Journalmwinda : Le parti au pouvoir juge que c’est au cours de ce dialogue que doivent être discutées toutes les questions brûlantes du moment y compris celle du changement ou non de la constitution du 20 janvier 2002, ce à quoi le Front semble s’opposer catégoriquement. Et on s’achemine vers un blocage. Êtes-vous prêt à revoir votre position sur cette question et d’être en déphasage avec la majorité de la population qui dit Non au changement de la constitution?

PMMP : Mais non ! La Constitution ne pose aucun problème aux Congolais et le PCT le sait. Le prédicat posé pour vouloir changer la loi fondamentale selon le PCT est celui de permettre au président Sassou Nguesso de briguer un troisième mandat comme si au PCT, personne d’autre ne peut être candidat que Sassou. Tout le reste relève de la mauvaise foi et de la démagogie. Nous sommes stricts sur cette question du respect de l’ordre constitutionnel. Le président Sassou Nguesso va terminer son dernier mandat et s’en aller en paix. Il n’y a donc pas de dialogue sur cette question de loi fondamentale.

Journalmwinda : Il y a des partis politiques appartenant actuellement à la majorité présidentielle qui ont annoncé leur opposition au changement de la constitution. Est-ce que vous entrevoyez une démarche pour les attirer vers le Front ou leur fermez-vous les portes à cause de leur participation au gouvernement ?

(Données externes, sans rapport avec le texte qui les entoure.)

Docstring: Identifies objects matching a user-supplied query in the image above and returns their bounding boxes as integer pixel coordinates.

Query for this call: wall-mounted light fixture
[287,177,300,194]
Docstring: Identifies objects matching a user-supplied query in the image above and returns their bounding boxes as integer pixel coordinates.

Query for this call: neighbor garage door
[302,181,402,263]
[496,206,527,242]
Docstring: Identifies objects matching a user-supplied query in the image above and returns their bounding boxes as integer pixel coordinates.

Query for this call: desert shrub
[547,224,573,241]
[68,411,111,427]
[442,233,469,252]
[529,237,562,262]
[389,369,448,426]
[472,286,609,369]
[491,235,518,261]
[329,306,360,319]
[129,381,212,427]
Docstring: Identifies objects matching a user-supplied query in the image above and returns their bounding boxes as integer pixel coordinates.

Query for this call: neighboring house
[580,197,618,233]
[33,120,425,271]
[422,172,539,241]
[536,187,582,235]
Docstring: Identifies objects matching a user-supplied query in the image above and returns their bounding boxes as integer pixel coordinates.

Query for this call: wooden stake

PMMP : Nous lançons d’ailleurs un appel à tous ces partis, associations et personnalités qui sont à la majorité présidentielle de nous rejoindre sans condition pour que triomphe la démocratie dans notre pays. Nous sommes à un moment très important de notre histoire politique et, de leur attitude d’aujourd’hui, dépendra le jugement que l’histoire leur fera. Ils ont le choix entre sauver la République ou servir d’avaliseurs à l’instauration de la monarchie. Le peuple serait heureux de les voir choisir le camp de la démocratie et de la République.

Journalmwinda : Vous faites partie de l’opposition. La question que les Congolais se posent est celle de savoir en quoi doivent-ils vous faire confiance. Vous n’avez aucun programme à un an des présidentielles. S’agit-il simplement de faire partir M. Sassou ?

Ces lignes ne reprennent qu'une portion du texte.